Many American authors in Paris would become famous during their time in the city, referred to in literary circles as the Lost Generation, after the name given to their generation in North America. In the case of Hemingway, his novels The Sun Also Rises and A Farewell to Arms took direct inspiration from his life during the First World War and in the immediate post-war era and would catapult him to fame. These titles, along with his later work For Whom the Bell Tolls in 1940, became known as defining classics in American literature.
C.S. Lewis
While by all accounts a British author, C.S. Lewis might better be described first and foremost as an Irish author, even if much of his life was spent in England itself. He was born to a Protestant family in Belfast prior to the partition of Ireland. He spent his youth swapping between a number of different schools across England after the death of his mother at age ten. During this time, Lewis found himself interested in anthropomorphic animals, mythology, and the occult, often writing his own works even as a child. Suffering from time spent away from home and combined with the early loss of his mother, young C.S. Lewis would turn away from his faith and become an atheist, finding himself more interested in mythology, ancient literature, and Scandinavian sagas.
With the outbreak of the First World War, C.S. Lewis initially remained in college, having been too young to legally enlist in 1914. This was not for lack of desire; however, and after entering Oxford in 1917, he was allowed to enroll as an officer in the British army, training at the university itself. Here, he met a man who would indirectly change his life like no other, a fellow Irishman named Edward Moore. The two became quick friends, bonding over their shared Irish heritage, and promised each other that if one should die, the other would care for the deceased’s family.

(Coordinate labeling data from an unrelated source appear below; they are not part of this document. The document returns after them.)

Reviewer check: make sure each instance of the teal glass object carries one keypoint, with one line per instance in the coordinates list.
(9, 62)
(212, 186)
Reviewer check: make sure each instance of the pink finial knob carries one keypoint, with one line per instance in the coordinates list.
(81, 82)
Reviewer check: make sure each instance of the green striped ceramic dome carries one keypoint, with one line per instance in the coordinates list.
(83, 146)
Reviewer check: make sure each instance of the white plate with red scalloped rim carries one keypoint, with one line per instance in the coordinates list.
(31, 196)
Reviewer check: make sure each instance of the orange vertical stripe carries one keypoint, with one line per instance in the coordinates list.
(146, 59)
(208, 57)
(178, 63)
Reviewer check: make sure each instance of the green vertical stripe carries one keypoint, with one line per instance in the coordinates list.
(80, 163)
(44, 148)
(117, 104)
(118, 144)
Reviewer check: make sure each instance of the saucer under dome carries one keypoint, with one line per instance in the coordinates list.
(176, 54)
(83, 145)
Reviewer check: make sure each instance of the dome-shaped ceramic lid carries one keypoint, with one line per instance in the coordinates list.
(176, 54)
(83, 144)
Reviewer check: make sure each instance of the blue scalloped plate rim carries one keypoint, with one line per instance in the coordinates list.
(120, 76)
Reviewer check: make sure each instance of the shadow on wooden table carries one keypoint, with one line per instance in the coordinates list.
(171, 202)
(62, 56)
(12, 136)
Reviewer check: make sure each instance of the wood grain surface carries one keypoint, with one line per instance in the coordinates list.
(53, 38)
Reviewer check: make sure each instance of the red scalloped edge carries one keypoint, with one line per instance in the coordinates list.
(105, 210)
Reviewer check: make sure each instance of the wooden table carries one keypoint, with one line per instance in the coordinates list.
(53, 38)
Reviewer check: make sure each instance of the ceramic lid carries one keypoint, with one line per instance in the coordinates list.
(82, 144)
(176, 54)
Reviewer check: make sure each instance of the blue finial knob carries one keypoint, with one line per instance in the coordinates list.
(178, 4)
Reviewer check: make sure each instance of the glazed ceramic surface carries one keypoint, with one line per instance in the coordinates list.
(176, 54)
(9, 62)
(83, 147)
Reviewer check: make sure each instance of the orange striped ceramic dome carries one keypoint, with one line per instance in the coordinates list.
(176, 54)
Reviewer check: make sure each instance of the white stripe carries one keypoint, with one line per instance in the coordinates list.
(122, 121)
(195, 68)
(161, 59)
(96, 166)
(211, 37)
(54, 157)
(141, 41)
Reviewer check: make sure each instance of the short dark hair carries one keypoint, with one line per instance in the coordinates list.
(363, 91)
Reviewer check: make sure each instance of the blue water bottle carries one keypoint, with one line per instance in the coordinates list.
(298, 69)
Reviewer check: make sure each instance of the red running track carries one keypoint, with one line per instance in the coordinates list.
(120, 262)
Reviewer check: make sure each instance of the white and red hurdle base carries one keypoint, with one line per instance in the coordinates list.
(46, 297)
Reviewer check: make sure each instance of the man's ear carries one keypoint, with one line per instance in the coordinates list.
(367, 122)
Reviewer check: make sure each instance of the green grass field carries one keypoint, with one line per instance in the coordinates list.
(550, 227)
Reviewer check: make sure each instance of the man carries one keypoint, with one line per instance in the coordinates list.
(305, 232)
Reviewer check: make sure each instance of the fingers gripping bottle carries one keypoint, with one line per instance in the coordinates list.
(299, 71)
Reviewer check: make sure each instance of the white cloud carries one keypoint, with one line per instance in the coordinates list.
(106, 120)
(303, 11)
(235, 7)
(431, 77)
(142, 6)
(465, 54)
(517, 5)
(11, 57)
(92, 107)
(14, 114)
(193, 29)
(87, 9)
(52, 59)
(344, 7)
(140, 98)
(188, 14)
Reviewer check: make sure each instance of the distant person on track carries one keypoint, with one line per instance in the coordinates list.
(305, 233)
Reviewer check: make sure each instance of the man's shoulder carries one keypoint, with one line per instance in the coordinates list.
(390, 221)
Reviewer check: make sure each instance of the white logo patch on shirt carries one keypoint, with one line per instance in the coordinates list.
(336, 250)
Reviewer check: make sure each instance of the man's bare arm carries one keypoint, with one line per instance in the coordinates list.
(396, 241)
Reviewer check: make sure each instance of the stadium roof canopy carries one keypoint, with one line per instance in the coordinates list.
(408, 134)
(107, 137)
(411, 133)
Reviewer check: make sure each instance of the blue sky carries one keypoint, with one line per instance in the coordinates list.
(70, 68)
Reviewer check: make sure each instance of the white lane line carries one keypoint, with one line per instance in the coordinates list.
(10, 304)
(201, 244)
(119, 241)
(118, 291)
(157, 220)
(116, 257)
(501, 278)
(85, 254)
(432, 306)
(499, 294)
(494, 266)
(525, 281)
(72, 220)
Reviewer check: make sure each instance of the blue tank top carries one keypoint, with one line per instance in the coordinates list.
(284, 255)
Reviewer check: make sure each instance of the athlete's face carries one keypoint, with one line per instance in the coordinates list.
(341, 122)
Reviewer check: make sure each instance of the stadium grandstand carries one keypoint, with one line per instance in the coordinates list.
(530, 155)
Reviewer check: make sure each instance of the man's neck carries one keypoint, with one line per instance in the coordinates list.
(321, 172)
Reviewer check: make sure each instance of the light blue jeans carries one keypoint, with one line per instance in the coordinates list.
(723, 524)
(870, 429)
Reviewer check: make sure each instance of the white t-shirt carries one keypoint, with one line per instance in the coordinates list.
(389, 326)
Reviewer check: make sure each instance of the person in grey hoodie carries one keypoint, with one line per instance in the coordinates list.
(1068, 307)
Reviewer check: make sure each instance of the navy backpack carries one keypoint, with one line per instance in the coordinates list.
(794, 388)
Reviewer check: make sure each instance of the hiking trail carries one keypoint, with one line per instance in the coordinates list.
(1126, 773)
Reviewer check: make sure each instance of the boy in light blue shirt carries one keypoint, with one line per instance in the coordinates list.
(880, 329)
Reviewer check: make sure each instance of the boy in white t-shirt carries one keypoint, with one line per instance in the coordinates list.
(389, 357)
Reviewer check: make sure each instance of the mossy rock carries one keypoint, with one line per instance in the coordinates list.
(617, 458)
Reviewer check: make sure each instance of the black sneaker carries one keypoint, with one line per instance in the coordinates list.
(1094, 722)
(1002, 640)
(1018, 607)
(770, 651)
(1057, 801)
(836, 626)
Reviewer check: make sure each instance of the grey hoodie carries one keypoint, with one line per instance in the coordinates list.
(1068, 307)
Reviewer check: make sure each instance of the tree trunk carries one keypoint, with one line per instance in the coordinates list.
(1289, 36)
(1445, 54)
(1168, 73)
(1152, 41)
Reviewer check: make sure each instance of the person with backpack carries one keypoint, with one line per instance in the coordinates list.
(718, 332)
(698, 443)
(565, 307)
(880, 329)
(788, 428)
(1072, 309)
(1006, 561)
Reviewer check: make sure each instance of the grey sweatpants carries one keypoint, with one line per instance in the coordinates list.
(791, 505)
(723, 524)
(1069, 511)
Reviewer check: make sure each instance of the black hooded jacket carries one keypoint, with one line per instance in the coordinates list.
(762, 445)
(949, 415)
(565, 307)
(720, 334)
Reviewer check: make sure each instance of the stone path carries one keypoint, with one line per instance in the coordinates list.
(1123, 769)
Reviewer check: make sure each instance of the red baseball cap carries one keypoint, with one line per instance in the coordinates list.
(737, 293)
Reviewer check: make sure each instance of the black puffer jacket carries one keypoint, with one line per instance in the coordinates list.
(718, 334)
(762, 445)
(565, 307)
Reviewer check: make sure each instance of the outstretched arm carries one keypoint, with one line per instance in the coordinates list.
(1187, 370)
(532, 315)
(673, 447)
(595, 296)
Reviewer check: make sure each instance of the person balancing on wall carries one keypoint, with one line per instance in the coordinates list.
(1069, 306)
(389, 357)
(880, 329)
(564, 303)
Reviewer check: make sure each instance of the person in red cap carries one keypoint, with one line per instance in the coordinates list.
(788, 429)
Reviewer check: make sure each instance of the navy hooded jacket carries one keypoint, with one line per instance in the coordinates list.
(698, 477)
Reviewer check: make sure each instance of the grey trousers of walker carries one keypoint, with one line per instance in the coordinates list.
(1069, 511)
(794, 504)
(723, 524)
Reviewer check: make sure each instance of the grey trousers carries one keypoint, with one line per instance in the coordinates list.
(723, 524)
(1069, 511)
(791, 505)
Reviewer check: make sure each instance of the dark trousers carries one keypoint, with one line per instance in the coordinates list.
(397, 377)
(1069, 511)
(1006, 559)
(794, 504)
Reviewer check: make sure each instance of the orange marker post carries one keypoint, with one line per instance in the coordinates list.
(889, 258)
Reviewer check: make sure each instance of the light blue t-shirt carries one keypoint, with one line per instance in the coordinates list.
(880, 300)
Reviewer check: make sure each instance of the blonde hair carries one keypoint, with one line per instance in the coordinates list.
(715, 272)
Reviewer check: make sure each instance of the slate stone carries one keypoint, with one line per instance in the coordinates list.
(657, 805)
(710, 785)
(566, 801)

It would not take long for the young C.S. Lewis to be exposed to the horrors of war. He arrived late in 1917 when the war had long been in full swing. On his birthday, the 29th of November, Lewis arrived in the area near the Somme, which had claimed over 620,000 casualties a little over a year before. Lieutenant C.S. Lewis would only stay a little over four months on the frontlines before an incident of friendly fire wounded him badly enough to spend the remainder of the war recovering, then on station within England itself.
At this time, Lewis discovered that his friend Edward Moore had been killed, informed by his most regular visitor, who was Edward’s mother, Janie Moore. The two quickly became close despite their great gap in age. Perhaps due to the earlier loss of his mother, combined with a distanced relationship with his father, who would not even visit him as he recovered, C.S. Lewis was incredibly attached to Janie Moore. Thus, not only would he honor the agreement he and Edward had made in training together, but he would continue to live with and even refer to Janie as his mother in conversations and writings. While it is unsure what exactly the nature of their relationship was, the two were nevertheless deeply connected. It was this relationship that served as a basis for C.S. Lewis’ climb out of the depression he’d suffered for much of his life and ultimately a return to the Christian faith. This faith would serve as a basis for many of his works, including his most renowned series, The Chronicles of Narnia, the first of which was published in 1950.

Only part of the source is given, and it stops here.